Enhancing Healthcare Team Outcomes

Imatinib is a powerful targeted therapeutic drug for several types of cancer. Despite showing a favorable risk/benefit tradeoff in several clinical trials and being FDA-approved for nearly two decades, it does require close monitoring for safety. In addition to the prescribing physician, pharmacists and nurses are responsible for educating the patient on the potential side effects of the drug. While most side effects occur in the first two years of use, many patients will be on chronic therapy for many years, so it is essential to stay vigilant in monitoring for side effects.[20] 

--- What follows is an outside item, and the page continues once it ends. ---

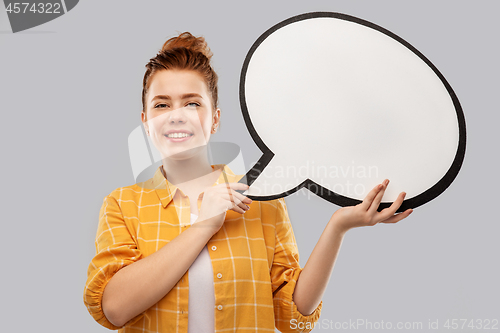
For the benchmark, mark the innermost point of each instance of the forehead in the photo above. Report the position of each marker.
(176, 83)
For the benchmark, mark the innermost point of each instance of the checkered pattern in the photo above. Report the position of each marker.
(254, 257)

Particularly severe side effects that require careful monitoring include Stevens-Johnson syndrome, gastrointestinal perforations/hemorrhage, fluid retention, organ (cardiac, renal, and liver) failure, and hematologic toxicities. Additionally, imatinib does have several interactions with other medications that are also metabolized by CYP3A4. The pharmacist needs to monitor all medications the patient takes to ensure no interactions. This requires proper dose adjustments due to potential drug-drug interactions if concurrent medications are necessary. The clinicians, nurses, and pharmacists should regularly check liver function, renal function, and complete blood counts to monitor for organ damage or immunosuppression and adjust imatinib dosing as necessary while continually informing the ordering clinician.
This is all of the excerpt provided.